The promise of VoIP has many organizations salivating. With savings to be made by leveraging Internet connectivity and whizzy new services that include deep integration with IT and video-conferencing, VoIP looks like the answer to everything those enterprises were asking for. But technology is often a double-edged weapon. Hackers and cybercriminals have spotted the potential for disruption, theft and extortion, using VoIP directly or as a means to an end. One of the major new threats to surface is telephony denial of service, or TDoS for short.
What is TDoS?
Telephony denial of service is the blocking of your voice-over-IP communication links to stop you from making or receiving calls. This can be a serious problem for commercial companies that have standardized on VoIP systems. It can literally be life-threatening if the attackers target emergency service organizations such as hospitals. The increase in this kind of attack has already prompted the Department of Homeland Security in the US to ask that victims contact it or the FBI to help counter the phenomenon.
Why VoIP Phone Systems are More Vulnerable than Data Centers
Much of the public’s attention concerning hacking has so far been focused on IT servers, end-user devices, applications and data. A large industry has sprung up as vendors vie with each other to produce anti-virus software and firewall hardware for organizations to protect their computing assets and information. VoIP systems present a new challenge and it isn’t any easier either.
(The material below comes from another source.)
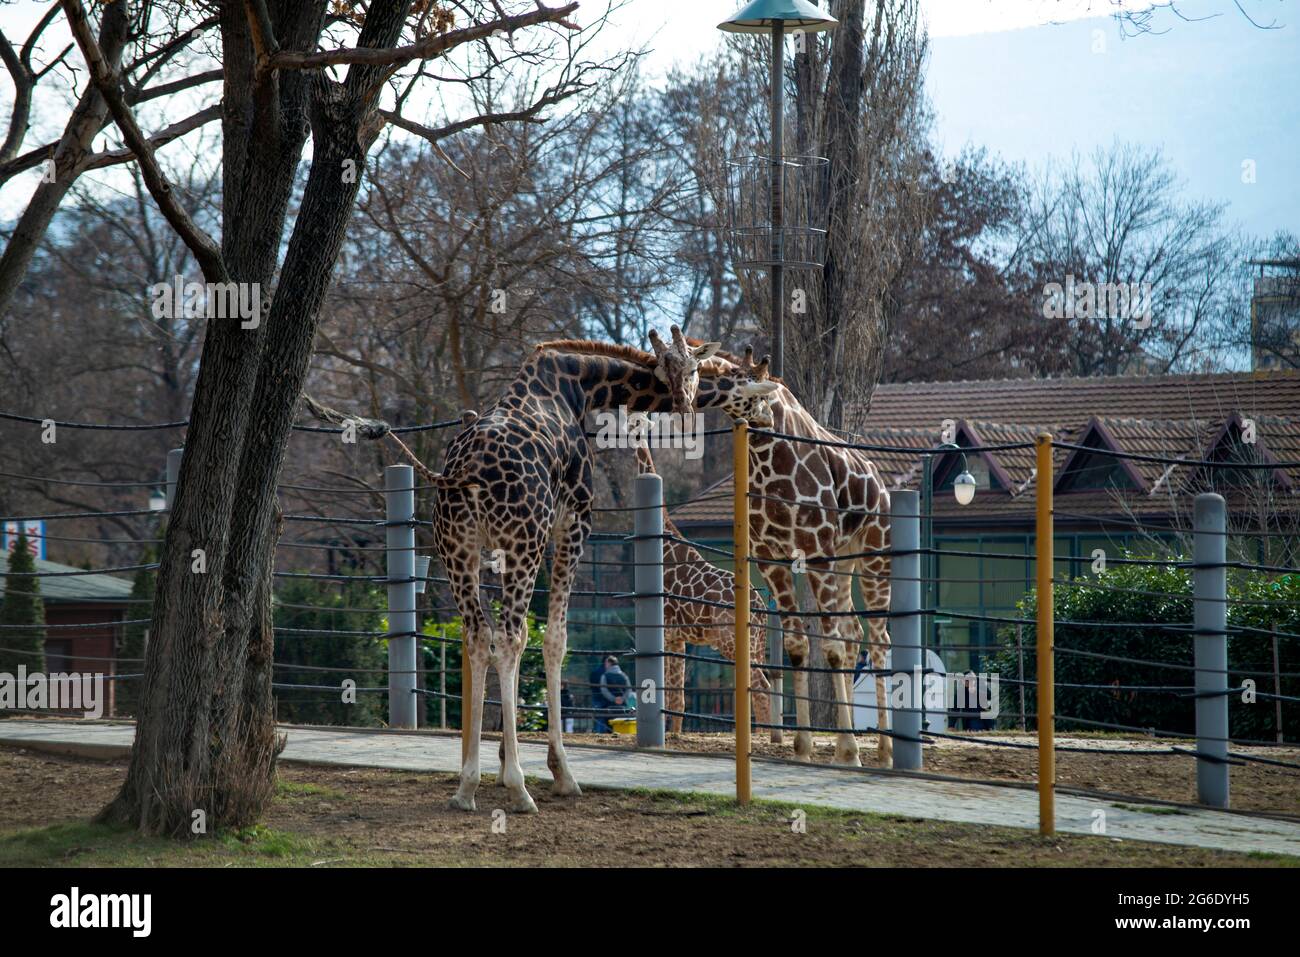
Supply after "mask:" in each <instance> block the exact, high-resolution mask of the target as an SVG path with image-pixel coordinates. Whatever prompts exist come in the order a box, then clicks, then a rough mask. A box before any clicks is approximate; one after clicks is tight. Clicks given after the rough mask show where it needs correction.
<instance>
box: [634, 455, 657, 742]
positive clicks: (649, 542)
mask: <svg viewBox="0 0 1300 957" xmlns="http://www.w3.org/2000/svg"><path fill="white" fill-rule="evenodd" d="M633 489H634V495H633V502H634V503H636V511H634V512H633V515H634V516H636V518H634V519H633V525H632V528H633V531H634V532H636V544H634V546H633V549H632V551H633V560H634V562H636V567H634V568H633V573H632V580H633V588H634V590H636V596H637V597H636V614H637V689H636V696H637V746H638V748H663V701H664V693H663V479H660V477H659V476H656V475H650V473H646V475H638V476H637V477H636V480H634V482H633ZM646 681H650V687H649V688H646ZM647 698H649V701H647Z"/></svg>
- Organizations need to keep their phone systems relatively open. After all, if you can’t communicate, then often you can’t operate. Restricting access to phone links with elaborate protective measures is intuitively counterproductive.
- TDoS attacks can be done using less hacking resources than for DDoS attacks (Distributed Denial of Service attacks designed to cripple or block IT servers). An automated script that simply dials a target phone number, hangs up, dials again and so on can effectively prevent any other callers from getting through.
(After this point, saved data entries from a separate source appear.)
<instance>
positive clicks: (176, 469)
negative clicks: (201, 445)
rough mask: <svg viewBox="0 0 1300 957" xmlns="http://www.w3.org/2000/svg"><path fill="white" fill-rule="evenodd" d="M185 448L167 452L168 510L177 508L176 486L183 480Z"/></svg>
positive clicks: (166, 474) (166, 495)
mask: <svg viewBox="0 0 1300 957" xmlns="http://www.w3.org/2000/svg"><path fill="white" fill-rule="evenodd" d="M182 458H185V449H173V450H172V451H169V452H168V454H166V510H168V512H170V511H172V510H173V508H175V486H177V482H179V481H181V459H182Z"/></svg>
As an extra twist, TDoS attackers have also been phoning in themselves to demand ransom payments, with the threat of a real TDoS to follow if the money is not paid immediately. With Caller ID spoofing and anonymous credit card accounts to receive pay-offs, it may be impossible for victims to identify their cyber-aggressors.
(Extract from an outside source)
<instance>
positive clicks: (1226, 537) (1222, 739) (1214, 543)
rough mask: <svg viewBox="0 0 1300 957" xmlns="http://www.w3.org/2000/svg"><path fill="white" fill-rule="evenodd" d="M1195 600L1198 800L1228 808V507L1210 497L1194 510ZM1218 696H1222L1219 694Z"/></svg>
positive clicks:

What Can Organizations Do?
VoIP is still a digital resource like the IT infrastructure in general. Phone lines cannot always be hidden behind firewalls in the same way that servers can, but new security solutions now offer protection for VoIP. They can protect VoIP installations against brute force attempts (‘harvesting’) to gain access to directory information. They can also help to redirect and filter traffic in a TDoS attack, while blocking undesirable sources, much in the same way that this is done for DDoS attacks on data centers. The biggest step forward may however be in raising business awareness of such threats. That may mean taking a lead from the problems already caused in other parts of the world, notably Russia and Eastern Europe, rather than waiting for them to happen locally and having to scramble to fix the situation and get back to normal.